Diseases mentioned (Dictionary-based): ['unstable angina', 'myocardial infarction', 'deep vein thrombosis', 'venous thromboembolism', 'VTE', 'VTE']


## Approach 2: Pretrained NER Model (bc5cdr)
In this approach, we leverage the bc5cdr NER model, which is trained specifically to identify disease and chemical entities in biomedical text. The model doesn’t require any pre-defined dictionary and works by recognizing entities based on its training.

In [11]:
# Importing the required pretrained model
import en_ner_bc5cdr_md

In [12]:
# Load the pretrained model for NER
nlp_bc5cdr = en_ner_bc5cdr_md.load()

In [None]:
# Process the text using the NER model
doc = nlp_bc5cdr(text)

In [13]:
# Extract entities recognized as diseases
diseases = [ent.text for ent in doc.ents if ent.label_ == "DISEASE"]
print("Diseases mentioned (NER model):", diseases)

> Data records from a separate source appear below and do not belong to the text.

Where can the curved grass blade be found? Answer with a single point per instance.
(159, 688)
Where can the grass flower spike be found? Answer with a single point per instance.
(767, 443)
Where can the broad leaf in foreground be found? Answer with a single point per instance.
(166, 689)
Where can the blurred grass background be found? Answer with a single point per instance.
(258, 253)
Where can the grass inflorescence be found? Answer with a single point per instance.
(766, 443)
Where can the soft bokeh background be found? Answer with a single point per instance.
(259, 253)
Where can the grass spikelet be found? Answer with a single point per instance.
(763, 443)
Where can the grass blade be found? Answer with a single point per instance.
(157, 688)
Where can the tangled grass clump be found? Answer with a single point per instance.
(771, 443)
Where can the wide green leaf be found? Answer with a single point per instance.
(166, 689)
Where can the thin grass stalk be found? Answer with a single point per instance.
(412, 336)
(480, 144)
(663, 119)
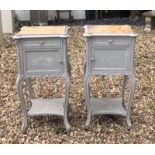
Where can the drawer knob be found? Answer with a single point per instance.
(92, 59)
(41, 42)
(110, 41)
(60, 61)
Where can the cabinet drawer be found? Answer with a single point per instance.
(111, 41)
(110, 58)
(41, 43)
(38, 60)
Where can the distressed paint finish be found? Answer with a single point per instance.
(109, 54)
(42, 56)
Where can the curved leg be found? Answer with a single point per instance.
(131, 95)
(28, 82)
(123, 88)
(22, 101)
(87, 99)
(67, 89)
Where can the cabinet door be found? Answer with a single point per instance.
(47, 61)
(110, 58)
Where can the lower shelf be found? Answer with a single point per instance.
(47, 107)
(107, 106)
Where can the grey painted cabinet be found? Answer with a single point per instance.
(42, 51)
(109, 51)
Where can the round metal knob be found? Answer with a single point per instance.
(41, 42)
(60, 61)
(110, 41)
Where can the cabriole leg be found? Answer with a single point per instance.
(67, 90)
(131, 95)
(28, 82)
(123, 88)
(87, 100)
(22, 101)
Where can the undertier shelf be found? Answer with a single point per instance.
(47, 107)
(107, 106)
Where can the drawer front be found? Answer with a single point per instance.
(41, 43)
(110, 41)
(113, 59)
(37, 60)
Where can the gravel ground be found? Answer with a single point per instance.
(105, 129)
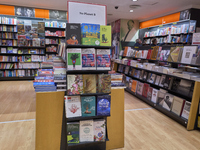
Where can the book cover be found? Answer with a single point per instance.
(99, 130)
(86, 131)
(177, 105)
(103, 105)
(168, 100)
(73, 106)
(74, 59)
(73, 132)
(105, 35)
(88, 106)
(74, 84)
(103, 59)
(73, 34)
(88, 59)
(89, 83)
(90, 34)
(104, 83)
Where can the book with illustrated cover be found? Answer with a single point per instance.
(73, 106)
(90, 34)
(89, 83)
(73, 34)
(73, 132)
(104, 83)
(74, 84)
(103, 59)
(99, 130)
(88, 106)
(103, 105)
(88, 59)
(74, 59)
(105, 35)
(86, 131)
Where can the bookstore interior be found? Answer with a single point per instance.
(80, 77)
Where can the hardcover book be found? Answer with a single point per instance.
(105, 35)
(88, 106)
(89, 83)
(90, 34)
(74, 59)
(74, 84)
(103, 105)
(88, 59)
(73, 106)
(86, 131)
(73, 132)
(73, 34)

Diseases mentioned (NER model): []


### Conclusion

**Dictionary-based Approach** is fast, efficient, and works well when you have a small and well-defined list of diseases. However, it lacks flexibility and may miss diseases not in the list.

**Pretrained NER Models** like bc5cdr are highly flexible and can identify a wide range of diseases without needing a predefined list. However, this approach requires more computational resources and may introduce occasional inaccuracies.